Transformations

PipelineWise can perform row level load time transformations between tap and target components and makes and ideal place to obfuscate, mask or filter sensitive data that should never be replicated in the Data Warehouse.

Warning

Important: Load Time Transformations are not designed for complex transformations, mapping, joins or aggregations. It was designed primarily to meet certain data security requirements and to make sure that PII and other sensitive data does not end up at external service providers like AWS, MS Azure or similar.

If you want to apply complex transformations you’ll need to do it at a later stage once the data is ingested into the Data Warehouse.

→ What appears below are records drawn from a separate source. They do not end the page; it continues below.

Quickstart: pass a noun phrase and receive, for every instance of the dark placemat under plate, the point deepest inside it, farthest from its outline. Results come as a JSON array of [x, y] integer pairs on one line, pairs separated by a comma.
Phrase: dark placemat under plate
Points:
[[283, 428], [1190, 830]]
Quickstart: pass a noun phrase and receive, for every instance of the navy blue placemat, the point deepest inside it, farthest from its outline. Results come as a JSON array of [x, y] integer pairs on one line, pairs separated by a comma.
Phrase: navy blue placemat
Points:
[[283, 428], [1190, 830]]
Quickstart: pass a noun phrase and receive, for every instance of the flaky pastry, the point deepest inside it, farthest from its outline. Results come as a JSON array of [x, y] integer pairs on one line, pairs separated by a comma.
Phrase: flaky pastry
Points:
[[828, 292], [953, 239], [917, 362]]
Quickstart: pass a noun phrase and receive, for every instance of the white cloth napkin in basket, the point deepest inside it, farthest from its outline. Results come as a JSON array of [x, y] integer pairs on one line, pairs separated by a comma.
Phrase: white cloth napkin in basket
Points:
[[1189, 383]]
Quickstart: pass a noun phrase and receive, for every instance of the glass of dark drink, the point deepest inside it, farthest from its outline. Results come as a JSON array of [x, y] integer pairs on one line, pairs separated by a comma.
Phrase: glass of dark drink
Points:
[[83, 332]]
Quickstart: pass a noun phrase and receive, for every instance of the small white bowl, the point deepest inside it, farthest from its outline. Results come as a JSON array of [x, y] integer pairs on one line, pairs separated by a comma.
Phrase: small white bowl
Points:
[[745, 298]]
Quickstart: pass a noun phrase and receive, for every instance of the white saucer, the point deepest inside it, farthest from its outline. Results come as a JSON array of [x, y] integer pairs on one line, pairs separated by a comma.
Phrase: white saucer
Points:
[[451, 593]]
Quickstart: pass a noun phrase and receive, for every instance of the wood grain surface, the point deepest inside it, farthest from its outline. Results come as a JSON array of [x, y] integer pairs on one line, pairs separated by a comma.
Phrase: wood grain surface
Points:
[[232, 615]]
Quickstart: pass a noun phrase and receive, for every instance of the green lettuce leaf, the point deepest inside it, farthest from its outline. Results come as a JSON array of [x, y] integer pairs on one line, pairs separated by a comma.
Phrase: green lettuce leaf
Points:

PipelineWise fits into the ELT landscape and not doing traditional ETL. ELT ingests data first into DWH in the original format and the “transformation” is shifting to the end of the data pipeline.

Transformation Methods

The following transformations can be added optionally into the YAML configuration:

  • SET-NULL: Transforms any column to NULL

  • HASH: Transforms string columns to hash

  • HASH-SKIP-FIRST-n: Transforms string columns to hash skipping first n characters, e.g. HASH-SKIP-FIRST-2

  • MASK-DATA: Replaces the months and day parts of date columns to be always 1st of Jan

  • MASK-NUMBER: Transforms any numeric column to zero

  • MASK-HIDDEN: Transforms any value to ‘hidden’

Conditional Transformations

Using the optional when keyword, you can specify conditions how the transformation should be applied. If the condition matches PipelineWise performs the transformation, otherwise it keeps the original value.

Example

Load Time transformations needs to be defined in the tables section in the YAML configuration:

...
...
tables:
  - table_name: "audit_log"
    replication_method: "INCREMENTAL"
    replication_key: "id"
    transformations:
      - column: "column_1"
        type: "SET-NULL"
        when:
          - column: "class_name"
            equals: 'com.transferwise.fx.user.User'
          - column: "property_name"
            equals: 'passwordHash'

            # Tip: Use 'regex_match' instead of 'equal' if you need
            # more complex matching criteria. For example:
            # regex_match: 'password|salt|passwordHash'

      - column: "column_2"
        type: "HASH"
        when:
          - column: "class_name"
            equals: 'com.transferwise.fx.user.User'
          - column: "property_name"
            equals: 'passwordHash'
...
...